I have one reservation: Given that so many functions in Python take a "default value" parameter, could this lead to making the language less predictable and consistent? For some expressions, you write "d.get(key, defval)", while for others you write "d.get(key) except KeyError else defval", and it may not be obvious which are which. And I don't think the answer is to remove all those default values. The d.get(key, defval) is much more concise and a bit more readable, and removes the opportunity to, e.g., screw up and use the wrong exception type.

But other than that, if someone can come up with a readable way to write it, I like the idea.

> Yet I still find the proposed syntax less readable for anything but a
> trivial *and* brief case.

I agree—but the same is true for pretty much all expression syntax, and most of it is rarely misused.

Consider if-else ternary expressions.
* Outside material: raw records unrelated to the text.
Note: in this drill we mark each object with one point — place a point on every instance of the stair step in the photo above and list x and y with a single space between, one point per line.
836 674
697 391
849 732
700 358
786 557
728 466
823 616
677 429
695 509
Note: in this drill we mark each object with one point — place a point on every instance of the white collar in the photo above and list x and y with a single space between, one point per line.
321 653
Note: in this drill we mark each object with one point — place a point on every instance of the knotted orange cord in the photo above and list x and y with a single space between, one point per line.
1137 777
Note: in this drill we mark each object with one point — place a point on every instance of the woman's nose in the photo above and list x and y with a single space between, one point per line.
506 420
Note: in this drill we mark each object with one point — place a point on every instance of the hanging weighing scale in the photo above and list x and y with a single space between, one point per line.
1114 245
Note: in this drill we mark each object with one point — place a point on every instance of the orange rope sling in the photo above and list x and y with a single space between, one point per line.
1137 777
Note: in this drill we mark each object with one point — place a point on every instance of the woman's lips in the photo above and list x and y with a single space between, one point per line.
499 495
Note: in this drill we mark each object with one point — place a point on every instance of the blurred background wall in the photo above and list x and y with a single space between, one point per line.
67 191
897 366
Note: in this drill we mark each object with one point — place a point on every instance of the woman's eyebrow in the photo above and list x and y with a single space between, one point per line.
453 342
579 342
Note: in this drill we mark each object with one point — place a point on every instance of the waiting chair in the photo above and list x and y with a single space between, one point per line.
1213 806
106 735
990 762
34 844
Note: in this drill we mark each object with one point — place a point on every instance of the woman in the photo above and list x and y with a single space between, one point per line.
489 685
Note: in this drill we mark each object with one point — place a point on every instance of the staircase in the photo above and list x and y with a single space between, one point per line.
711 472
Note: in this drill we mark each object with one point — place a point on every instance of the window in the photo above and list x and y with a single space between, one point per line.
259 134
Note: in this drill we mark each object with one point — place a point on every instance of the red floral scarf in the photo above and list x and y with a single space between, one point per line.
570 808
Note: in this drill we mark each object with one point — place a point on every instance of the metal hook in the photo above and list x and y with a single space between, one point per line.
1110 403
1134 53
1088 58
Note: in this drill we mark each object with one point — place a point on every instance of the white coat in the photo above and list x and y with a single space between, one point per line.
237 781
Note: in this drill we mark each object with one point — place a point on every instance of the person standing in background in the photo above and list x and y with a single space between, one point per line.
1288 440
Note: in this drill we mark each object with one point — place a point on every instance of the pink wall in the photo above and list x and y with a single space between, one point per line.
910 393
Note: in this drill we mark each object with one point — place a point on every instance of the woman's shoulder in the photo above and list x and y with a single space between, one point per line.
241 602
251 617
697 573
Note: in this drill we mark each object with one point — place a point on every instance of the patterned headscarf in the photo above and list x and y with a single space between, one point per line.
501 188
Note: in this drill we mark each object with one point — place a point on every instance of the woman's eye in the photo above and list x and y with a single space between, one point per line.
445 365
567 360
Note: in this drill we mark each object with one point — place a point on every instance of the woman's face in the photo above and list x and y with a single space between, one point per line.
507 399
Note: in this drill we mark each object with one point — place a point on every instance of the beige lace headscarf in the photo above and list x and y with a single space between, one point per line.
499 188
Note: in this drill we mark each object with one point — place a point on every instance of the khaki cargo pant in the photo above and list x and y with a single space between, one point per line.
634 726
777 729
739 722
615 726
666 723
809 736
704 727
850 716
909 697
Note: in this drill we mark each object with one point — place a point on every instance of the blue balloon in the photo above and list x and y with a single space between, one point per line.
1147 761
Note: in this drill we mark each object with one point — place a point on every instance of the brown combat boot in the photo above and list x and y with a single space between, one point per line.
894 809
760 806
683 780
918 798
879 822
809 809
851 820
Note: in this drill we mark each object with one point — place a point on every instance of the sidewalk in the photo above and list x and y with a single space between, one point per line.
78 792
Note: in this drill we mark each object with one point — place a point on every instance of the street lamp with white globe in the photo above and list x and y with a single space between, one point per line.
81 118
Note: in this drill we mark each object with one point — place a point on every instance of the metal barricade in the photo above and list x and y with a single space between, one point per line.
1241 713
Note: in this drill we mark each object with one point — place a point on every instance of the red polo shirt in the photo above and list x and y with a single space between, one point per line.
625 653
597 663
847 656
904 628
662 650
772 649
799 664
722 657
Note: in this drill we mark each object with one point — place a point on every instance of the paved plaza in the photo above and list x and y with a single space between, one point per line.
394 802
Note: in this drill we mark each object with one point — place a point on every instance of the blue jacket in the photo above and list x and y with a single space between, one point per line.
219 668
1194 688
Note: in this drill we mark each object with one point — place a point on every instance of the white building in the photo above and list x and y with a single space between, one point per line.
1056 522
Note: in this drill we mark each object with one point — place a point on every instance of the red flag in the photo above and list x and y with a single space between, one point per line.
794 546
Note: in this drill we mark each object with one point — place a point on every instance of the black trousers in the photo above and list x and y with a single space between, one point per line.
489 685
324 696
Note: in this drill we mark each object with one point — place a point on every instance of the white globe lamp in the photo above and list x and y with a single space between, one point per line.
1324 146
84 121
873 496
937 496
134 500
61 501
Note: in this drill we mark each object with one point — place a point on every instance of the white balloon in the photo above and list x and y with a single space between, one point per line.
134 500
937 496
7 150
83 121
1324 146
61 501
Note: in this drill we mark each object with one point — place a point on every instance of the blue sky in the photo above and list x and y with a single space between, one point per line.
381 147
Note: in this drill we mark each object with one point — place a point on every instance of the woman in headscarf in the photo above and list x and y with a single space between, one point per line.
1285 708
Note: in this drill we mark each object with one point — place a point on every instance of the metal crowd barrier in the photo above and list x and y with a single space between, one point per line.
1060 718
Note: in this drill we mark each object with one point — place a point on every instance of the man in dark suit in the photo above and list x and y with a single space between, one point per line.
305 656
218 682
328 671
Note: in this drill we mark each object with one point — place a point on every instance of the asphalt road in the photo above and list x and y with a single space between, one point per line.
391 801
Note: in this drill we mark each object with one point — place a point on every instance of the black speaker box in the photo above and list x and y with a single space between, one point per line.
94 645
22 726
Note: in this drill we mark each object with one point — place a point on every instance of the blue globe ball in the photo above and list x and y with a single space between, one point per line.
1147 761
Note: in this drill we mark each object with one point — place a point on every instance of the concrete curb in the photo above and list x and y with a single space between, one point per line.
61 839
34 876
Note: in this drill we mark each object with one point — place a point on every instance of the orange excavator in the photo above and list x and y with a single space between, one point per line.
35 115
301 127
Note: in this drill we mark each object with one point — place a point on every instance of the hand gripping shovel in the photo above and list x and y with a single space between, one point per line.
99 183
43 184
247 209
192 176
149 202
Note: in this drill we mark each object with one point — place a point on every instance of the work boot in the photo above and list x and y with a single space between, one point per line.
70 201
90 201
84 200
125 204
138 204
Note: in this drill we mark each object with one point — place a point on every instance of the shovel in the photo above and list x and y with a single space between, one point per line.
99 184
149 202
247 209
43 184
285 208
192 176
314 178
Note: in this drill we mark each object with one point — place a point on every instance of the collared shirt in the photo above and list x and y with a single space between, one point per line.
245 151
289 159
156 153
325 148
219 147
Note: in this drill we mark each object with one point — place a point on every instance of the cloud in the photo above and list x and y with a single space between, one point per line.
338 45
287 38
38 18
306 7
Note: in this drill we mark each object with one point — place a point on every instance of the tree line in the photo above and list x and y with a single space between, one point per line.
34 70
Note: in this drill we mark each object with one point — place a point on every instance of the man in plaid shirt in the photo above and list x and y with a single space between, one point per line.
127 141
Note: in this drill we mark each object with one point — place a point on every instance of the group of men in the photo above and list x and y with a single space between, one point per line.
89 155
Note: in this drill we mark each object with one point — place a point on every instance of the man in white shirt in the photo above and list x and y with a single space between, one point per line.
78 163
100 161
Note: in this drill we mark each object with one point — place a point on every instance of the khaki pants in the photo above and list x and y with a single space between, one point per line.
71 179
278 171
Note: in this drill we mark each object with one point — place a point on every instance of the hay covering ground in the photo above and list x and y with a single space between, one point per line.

It's very easy to make your code completely unreadable by chaining them together, or using complex test expressions, or using them in the middle of a comprehension, etc. But you rarely see such code. And meanwhile, you see a lot of code that's more concise and readable because it uses trivial if expressions. I think that except expressions would go the same way.

> For anything longer than a few dozen

> characters, I still prefer::
> 
>     try:
>         response_text = request('http://whatever.com').text
>     except HttpError:
>         "Can't access data"
> 
> for being explicit and clarifying what to expect.


Except that you're not doing the same thing as the original; you're just evaluating and throwing away the string literal, and not assigning anything to response_text. Having to write "response_text = " twice gives you twice as many places to screw up—as evidenced by the fact that you did so. The exact same thing happens with if statements vs. if expressions, and in fact I think that's one of the reasons people like if expressions.